It's really good that Tony Stewart isn't going anywhere.
While Stewart will retire from driving in the NASCAR Sprint Cup Series after the 2016 season, he'll still be around as the co-owner of Stewart-Haas Racing and all of his various other enterprises.
And that's important, because the sport of auto racing needs him around. Badly.
I've known Stewart for at least 17 years -- I think our first meeting was at an open-wheel race in the IRL at Dover in '98 -- and since then, I've seen about every facet of his personality, from cantankerous, mean and confrontational to sarcastic, bitingly funny and kind in ways most people would never believe.
Over the years, he's yelled at me, pinched me on the ass on pit road and poked fun at everybody and everything. For a journalist, Stewart is easy to cover, because you know something interesting will come out of his mouth; you just don't know what it might be.
Stewart's legacy on-track is unquestioned: He's the only man to win championships in both the NASCAR Sprint Cup Series, where he has three titles, and the IRL. The only drivers with more NASCAR Premier Series titles than Stewart are named Petty, Earnhardt, Johnson and Gordon. Elite company, to be sure.
Like the late, great Dale Earnhardt, Stewart has helped countless racers, friends and good causes with little or no attention. In fact, neither Earnhardt nor Stewart ever wanted people to tell stories about the help each of them gave out.
Putting Stewart's career in context has gotten more complicated in the last two years because of his two sprint car accidents, one of which badly injured Stewart and the other that resulted in the death of Kevin Ward Jr. There is no question that Stewart is a changed man in the last two years. How could you not be after what he's been through?
Ultimately, though, Stewart's legacy isn't his 48 Sprint Cup race victories and three championships, nor is it two grisly and heartbreaking accidents in the past two years.
If you wade through the personas Stewart puts on in public -- funny Tony, angry Tony, smart-ass Tony, charming Tony, it doesn't matter -- at his core is one central truth: You will never meet a human being who cares more about auto racing than Tony Stewart does. All auto racing.
Yes, Stewart wants to win every time he gets behind the wheel of a car. That's a mindset all champions share: You want to be the best.
But Stewart doesn't just want to be successful himself. He wants his teams to be successful. He wants NASCAR to be successful. He wants the track owner who nobody has ever heard of with the 1,000-seat dirt track in BFE to be successful. He wants the 16-year-old kid with talent and a dream, but without two nickels to rub together, to be successful.

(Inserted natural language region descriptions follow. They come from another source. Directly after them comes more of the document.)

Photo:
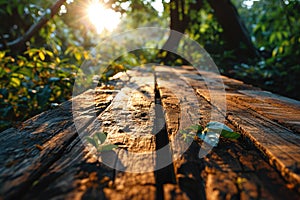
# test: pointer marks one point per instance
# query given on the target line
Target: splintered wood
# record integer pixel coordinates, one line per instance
(147, 114)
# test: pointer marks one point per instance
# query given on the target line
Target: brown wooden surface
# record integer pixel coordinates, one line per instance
(47, 157)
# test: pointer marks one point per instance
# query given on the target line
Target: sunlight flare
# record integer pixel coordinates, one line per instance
(103, 18)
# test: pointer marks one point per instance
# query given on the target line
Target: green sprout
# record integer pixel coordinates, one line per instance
(98, 141)
(209, 134)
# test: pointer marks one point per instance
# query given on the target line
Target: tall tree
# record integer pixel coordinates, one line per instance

Stewart doesn't just want to win himself; he wants racing to win. You want proof? Look at the annual Performance Racing Industry show in Indianapolis he built out of nothing. Look at the effort he's put into the All-Star Circuit of Champions sprint car series he bought. Look at how he's built on the great foundation Earl Baltes created at Eldora Speedway. And, of course, look at how he helped take a backmarker NASCAR Sprint Cup team and win two championships over the last six years or how he built his hugely successful open-wheel team.
This is a man who knows how to build businesses and relationships and thrives on the success of both. He has the talent and the charisma to get things done and he is someone who by efforts and his presence has made auto racing better.
Will he be missed behind the wheel? Of course, he will.
But be very happy he'll still be around. The sport needs more guys like him.